Sharply angled black sand grains of basalt along with a few clear quartz grains make up this sample of sand from Reynisfjara Beach, probably the most famous black sand beach in Iceland. The sharp edges of the sand grains indicate this beach sand is relatively young geologically.
Perhaps the most famous and most photographed black sand beach in Iceland, Reynisfjara Beach is known for its sea stack basaltic columns that extend to the ocean’s edge. This site is listed among the top ten of the most beautiful non-tropical beaches in the world. Powerful sneaker waves, responsible for a number of drownings, can appear here when least expected since there is no significant land mass between Antarctica and the shores of Reynisfjara.

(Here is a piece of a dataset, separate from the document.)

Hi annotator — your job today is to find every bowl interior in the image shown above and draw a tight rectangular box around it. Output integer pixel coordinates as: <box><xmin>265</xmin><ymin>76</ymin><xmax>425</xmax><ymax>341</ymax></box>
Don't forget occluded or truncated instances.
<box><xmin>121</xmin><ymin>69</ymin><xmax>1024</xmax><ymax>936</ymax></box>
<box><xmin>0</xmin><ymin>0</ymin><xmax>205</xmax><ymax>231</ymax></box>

A relatively larger cloudy quartz grain, small clear quartz grains, red grains that may be jasper, and black grains with evidence of phenocryst inclusions that formed during volcanic eruption make up this example. This sand has sharp angles indicating the sand grains have not yet been worn smooth by wave action.
Dark gray and black sand grains, some with phenocryst inclusions, are present in this sand sample along with clear and smoky quartz and occasional reddish sand grains that are likely jasper.
Despite the beach is known for relentless strong wave action, the sand grains all have sharp edges signifying this sand is relatively young geologically. Aside from mostly dark gray and black grains, occasional clear and smoky quartz grains are present in this sample.